Trofos. Dziecko na łańcuszku — to dosyć... (oddalają się).
Kriton. (wracając z Linosem z głębi sceny). Ależ, zmiłuj się, to byłoby śmiesznem, ażebyśmy, przyjaciele, pędzili się w licytacyi na dochód jakiegoś handlarza. Czy nie rozsądniej dobrowolnie sobie ustąpić?...
Linos. Więc ty ustąp, bo mnie się ta niewolnica szalenie podobała.
Kriton. Kiedy, widzisz, równie podobała się i mnie...
Linos. Ha, w takim razie spór równych gustów rozstrzygnąć musimy przewagą naszych środków.
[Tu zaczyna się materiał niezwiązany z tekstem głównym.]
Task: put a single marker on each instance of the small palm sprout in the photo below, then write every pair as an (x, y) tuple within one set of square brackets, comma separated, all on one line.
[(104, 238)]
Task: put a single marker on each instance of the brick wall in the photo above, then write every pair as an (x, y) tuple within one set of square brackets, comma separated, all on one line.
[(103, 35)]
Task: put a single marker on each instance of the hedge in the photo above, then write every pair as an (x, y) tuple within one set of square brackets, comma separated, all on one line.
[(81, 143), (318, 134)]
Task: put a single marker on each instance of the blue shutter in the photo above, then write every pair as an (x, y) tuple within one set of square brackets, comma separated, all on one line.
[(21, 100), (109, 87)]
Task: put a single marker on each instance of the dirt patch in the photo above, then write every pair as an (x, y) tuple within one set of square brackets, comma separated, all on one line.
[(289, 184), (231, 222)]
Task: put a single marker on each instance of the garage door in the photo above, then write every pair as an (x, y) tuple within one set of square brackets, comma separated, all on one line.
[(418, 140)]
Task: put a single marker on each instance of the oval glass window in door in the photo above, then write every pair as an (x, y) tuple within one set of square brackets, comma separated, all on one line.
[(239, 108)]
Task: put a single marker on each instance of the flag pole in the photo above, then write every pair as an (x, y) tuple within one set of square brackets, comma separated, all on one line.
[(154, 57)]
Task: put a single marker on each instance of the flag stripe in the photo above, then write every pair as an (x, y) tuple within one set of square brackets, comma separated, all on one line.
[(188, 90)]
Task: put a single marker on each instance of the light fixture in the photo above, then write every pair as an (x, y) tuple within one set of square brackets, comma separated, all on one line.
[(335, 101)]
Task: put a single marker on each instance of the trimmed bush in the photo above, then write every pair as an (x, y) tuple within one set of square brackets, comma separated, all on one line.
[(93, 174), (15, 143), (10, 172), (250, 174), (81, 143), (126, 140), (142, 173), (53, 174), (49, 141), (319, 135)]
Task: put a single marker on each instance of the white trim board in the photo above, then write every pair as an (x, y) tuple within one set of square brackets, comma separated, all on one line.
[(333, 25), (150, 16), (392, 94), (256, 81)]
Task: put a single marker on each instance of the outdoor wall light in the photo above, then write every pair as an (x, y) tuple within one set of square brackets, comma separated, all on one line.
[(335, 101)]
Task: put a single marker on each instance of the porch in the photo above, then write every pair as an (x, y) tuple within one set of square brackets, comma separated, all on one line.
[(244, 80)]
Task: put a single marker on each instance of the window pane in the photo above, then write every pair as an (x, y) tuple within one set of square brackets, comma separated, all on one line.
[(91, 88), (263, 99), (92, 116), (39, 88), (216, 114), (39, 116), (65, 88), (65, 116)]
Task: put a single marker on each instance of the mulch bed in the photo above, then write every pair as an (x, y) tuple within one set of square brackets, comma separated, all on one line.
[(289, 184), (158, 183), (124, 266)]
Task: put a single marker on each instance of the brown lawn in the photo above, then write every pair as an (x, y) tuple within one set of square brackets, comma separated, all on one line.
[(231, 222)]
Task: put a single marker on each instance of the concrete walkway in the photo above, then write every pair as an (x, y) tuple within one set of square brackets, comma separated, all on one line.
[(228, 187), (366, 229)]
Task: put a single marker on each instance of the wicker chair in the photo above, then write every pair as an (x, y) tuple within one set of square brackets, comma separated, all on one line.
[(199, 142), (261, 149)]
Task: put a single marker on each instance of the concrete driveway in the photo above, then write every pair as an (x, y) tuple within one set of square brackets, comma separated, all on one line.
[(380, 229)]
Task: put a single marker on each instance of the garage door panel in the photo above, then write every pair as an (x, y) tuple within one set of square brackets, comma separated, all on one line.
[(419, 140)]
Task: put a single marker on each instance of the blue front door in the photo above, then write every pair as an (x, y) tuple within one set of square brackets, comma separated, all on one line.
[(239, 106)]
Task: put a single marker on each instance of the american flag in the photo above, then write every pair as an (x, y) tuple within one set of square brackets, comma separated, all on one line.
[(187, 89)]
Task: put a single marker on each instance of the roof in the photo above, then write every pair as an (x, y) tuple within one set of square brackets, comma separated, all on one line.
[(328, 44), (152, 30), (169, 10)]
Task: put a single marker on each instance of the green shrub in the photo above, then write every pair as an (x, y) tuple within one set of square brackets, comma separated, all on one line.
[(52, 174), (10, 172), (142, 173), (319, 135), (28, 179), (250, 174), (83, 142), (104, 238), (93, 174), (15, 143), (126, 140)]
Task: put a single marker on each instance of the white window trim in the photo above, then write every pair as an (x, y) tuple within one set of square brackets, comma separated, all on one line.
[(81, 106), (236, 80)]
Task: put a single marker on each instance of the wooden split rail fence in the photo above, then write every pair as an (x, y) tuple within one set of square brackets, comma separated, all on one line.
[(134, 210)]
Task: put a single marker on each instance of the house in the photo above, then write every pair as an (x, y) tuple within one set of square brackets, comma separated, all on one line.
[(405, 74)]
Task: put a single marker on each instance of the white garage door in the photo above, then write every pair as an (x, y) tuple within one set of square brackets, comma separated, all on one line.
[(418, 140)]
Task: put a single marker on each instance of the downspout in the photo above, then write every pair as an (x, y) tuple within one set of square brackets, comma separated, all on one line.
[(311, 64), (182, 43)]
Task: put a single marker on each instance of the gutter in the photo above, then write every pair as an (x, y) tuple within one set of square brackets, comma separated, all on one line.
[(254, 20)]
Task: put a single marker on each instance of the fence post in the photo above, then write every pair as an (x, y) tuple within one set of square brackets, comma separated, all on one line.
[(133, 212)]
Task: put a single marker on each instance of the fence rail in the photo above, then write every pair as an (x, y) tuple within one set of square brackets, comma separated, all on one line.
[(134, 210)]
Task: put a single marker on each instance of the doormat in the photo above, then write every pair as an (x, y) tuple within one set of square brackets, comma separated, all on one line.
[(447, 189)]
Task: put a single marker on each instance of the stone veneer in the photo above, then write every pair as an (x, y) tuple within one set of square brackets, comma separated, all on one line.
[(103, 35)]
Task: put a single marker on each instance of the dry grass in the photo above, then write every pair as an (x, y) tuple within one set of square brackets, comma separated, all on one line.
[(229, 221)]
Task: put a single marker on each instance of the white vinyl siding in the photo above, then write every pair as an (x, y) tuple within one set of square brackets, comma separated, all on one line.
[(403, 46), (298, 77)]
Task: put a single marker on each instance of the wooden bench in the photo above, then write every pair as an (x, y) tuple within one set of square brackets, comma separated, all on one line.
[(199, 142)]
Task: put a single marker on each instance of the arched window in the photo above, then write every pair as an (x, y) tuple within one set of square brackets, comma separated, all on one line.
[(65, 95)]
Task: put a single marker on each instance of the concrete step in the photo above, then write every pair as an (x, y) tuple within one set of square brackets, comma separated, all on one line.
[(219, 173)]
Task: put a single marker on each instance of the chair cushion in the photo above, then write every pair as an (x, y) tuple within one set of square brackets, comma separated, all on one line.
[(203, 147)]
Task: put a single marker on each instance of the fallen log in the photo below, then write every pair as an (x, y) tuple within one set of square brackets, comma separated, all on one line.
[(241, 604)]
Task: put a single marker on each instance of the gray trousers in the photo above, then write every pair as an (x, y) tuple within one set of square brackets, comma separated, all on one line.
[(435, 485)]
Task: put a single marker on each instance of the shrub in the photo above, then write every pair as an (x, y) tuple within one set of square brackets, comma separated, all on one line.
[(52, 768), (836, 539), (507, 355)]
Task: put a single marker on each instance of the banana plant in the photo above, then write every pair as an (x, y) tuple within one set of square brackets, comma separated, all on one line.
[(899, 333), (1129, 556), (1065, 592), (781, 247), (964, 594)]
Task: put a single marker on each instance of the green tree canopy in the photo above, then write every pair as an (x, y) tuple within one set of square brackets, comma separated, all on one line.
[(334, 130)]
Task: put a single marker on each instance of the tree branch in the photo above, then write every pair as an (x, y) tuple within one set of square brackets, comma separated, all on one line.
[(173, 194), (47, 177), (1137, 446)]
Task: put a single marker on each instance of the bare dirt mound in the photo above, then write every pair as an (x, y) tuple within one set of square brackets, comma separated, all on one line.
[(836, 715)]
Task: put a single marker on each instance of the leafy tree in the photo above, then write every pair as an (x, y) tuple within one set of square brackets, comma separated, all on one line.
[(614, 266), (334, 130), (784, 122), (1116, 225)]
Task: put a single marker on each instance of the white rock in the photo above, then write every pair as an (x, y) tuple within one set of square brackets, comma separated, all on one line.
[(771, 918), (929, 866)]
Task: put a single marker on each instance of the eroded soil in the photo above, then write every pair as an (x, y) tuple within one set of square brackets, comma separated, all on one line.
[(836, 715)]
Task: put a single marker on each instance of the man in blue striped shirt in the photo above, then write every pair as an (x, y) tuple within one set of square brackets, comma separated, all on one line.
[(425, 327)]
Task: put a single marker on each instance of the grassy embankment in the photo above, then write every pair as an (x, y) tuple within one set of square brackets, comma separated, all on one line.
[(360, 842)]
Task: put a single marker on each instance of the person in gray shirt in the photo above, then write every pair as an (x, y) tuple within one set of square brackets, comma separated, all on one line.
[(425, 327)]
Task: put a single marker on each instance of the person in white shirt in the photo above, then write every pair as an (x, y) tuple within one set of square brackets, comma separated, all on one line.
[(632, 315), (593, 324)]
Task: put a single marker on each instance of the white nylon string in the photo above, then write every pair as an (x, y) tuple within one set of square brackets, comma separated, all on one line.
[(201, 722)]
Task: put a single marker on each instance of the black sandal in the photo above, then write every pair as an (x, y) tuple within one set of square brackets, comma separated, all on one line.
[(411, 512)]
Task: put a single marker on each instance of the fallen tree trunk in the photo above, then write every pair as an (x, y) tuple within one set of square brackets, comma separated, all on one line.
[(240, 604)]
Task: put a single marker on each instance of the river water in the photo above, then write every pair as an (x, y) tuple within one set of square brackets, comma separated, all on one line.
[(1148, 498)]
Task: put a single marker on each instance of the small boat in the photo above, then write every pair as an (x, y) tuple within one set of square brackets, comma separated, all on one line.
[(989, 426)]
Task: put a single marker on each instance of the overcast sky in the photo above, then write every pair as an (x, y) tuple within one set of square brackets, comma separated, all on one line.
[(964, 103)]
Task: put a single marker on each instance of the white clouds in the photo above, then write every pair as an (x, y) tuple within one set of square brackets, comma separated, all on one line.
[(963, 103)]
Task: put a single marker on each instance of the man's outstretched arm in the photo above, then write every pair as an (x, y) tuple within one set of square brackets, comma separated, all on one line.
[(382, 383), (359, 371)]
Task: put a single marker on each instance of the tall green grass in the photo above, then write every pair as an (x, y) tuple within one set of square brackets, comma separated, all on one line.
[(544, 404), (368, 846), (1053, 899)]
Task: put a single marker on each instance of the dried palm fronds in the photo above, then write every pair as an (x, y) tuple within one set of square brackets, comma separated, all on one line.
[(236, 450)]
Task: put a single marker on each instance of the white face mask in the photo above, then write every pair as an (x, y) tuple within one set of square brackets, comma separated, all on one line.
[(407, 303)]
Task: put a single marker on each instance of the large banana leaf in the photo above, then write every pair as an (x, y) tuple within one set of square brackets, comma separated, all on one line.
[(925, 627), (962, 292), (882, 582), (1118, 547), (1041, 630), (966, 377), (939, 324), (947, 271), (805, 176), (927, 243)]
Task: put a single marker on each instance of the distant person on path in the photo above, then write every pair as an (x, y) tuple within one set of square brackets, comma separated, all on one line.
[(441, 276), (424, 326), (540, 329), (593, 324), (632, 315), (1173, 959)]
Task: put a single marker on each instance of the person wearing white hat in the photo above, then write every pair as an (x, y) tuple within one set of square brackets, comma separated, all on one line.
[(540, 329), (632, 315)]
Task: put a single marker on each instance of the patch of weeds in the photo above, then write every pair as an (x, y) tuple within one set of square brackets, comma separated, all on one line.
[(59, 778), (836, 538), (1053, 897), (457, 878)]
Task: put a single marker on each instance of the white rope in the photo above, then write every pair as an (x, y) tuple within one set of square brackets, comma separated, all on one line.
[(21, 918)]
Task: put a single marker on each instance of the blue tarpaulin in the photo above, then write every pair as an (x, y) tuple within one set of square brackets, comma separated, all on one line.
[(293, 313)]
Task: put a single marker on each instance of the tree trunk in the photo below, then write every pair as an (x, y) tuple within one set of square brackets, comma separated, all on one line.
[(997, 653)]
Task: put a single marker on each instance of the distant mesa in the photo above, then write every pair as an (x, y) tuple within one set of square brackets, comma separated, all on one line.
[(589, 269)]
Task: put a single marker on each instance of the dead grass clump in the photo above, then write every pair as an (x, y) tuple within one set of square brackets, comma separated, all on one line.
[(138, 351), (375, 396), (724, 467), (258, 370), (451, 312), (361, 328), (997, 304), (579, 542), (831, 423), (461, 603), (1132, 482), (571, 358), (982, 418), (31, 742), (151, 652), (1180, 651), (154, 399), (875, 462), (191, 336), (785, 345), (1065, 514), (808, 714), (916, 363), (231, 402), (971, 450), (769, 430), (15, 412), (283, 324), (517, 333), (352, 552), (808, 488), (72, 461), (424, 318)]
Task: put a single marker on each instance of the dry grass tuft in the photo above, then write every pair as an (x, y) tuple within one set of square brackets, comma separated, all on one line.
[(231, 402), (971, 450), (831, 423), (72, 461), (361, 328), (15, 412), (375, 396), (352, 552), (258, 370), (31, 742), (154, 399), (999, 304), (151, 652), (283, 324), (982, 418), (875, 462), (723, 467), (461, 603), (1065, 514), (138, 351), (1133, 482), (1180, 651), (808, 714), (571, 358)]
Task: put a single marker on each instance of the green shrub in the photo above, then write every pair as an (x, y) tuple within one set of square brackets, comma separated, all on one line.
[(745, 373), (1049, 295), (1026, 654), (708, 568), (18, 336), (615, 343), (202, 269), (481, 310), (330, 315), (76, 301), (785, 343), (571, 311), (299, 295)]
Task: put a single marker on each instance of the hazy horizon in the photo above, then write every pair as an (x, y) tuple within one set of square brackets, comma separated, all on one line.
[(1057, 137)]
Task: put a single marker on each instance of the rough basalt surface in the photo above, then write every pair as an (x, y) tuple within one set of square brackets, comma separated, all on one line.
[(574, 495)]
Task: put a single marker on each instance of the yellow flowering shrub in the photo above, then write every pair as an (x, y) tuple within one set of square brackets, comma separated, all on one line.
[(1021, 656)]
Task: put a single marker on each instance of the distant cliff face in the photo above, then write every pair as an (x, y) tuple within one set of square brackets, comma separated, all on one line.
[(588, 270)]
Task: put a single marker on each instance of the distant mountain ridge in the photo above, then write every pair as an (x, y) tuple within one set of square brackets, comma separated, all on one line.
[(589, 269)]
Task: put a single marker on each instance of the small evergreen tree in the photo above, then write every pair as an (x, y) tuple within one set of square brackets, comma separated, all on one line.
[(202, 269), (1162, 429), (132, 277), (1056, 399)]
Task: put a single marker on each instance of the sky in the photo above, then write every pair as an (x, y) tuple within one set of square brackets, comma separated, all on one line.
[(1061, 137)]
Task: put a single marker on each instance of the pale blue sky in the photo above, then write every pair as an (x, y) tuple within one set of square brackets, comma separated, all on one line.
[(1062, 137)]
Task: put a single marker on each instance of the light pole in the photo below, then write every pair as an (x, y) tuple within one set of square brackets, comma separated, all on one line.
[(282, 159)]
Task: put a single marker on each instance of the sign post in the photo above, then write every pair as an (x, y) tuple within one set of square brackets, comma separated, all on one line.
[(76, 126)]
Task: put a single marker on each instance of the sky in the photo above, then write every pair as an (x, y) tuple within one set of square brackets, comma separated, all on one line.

Kriton. A skąd wiesz, że z tej walki wyjdziesz zwycięzko?
Linos. Mam dwadzieścia min do stracenia i jeżeli będzie potrzeba — stracę wszystkie...
Kriton. A skąd wiesz, że ja nie mam i nie stracę więcej?
Linos. Jestem pewny.
Kriton. Tylko pocieszny, mój Linosku, zwłaszcza, gdy ci wyznam, że posiadam jeszcze całą tę sumę, której pożyczkę mi wczoraj swem poręczeniem ułatwiłeś.
Linos. A za co kupiłeś prezent dla Fyli?